Northern Wood Saving Forgotten Churches
Russian Life|March/April 2020
Just before sunset, a large, modern bus stopped in the quiet village of Saminsky Pogost. About three dozen women (along with a nun and several men) stepped out onto the dusty, sandy road.
Andrei Borodulin
Northern Wood Saving Forgotten Churches

This was not a group of pilgrims. They looked a bit more like tourists and were traveling from Vologda to the shores of the White Sea to visit the Solovetsky Islands. This small village on the border of Vologda Oblast and the Republic of Karelia simply happened to be the approximate halfway point of their thousand-kilometer journey, and they had decided to make a short stop to see the ancient wooden Church of the Prophet Elijah.

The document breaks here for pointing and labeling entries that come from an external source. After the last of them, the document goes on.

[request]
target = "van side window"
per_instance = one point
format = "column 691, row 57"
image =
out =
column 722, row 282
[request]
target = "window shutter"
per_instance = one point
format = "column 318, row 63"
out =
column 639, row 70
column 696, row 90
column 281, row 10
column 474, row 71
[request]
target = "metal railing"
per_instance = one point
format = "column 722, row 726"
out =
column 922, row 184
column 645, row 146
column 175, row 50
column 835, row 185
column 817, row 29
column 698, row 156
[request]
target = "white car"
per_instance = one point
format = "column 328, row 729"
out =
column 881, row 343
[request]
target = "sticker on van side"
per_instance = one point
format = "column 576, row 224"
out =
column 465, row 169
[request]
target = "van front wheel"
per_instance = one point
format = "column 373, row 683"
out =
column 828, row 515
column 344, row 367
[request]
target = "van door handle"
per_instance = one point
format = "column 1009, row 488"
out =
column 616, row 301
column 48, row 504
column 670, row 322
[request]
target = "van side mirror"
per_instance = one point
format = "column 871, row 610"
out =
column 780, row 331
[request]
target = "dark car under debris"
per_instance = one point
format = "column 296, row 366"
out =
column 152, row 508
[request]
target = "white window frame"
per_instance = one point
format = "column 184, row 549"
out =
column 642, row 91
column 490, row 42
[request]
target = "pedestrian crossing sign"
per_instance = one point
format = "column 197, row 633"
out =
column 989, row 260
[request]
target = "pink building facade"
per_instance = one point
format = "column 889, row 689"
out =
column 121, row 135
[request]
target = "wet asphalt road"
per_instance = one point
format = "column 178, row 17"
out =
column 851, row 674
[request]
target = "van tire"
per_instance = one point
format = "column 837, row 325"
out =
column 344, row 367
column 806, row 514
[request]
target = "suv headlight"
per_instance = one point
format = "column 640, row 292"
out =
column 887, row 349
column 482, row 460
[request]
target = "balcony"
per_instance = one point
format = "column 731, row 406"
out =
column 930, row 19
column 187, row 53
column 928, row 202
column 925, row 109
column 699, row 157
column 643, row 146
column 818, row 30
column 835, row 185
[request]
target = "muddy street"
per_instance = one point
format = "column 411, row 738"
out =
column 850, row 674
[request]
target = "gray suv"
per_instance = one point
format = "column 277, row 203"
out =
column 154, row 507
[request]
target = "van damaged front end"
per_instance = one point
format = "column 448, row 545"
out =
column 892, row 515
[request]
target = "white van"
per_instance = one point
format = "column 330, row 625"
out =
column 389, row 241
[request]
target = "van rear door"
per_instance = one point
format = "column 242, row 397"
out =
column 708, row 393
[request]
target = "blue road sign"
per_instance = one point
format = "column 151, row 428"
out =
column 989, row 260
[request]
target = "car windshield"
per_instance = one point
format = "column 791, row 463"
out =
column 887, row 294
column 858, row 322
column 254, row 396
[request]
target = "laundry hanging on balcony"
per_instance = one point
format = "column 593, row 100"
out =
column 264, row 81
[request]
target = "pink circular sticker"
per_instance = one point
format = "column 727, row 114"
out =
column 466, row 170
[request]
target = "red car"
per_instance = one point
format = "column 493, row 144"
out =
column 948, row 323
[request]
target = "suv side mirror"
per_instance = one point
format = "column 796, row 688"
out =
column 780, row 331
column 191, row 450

Built at the end of the seventeenth century, and currently, in a semi catastrophic state of repair, the church is similar to the famous Cathedral of the Assumption of the Virgin in Kondopoga, which was destroyed by arson in August 2018.

The group was in luck. The church’s caretaker, Nikolai – bearing a grey beard and a set of keys – was nearby.

The group stepped inside, where just a single window, from which Nikolai removed a wooden shutter, illuminated the darkened interior.

Suddenly, from the quiet depths of the assembled group, a lone voice rang out: “Why are we wasting time on this ruin?”

The voice belonged to a pleasant-looking, well-dressed woman standing in the front row. She radiated an air of tense dissatisfaction.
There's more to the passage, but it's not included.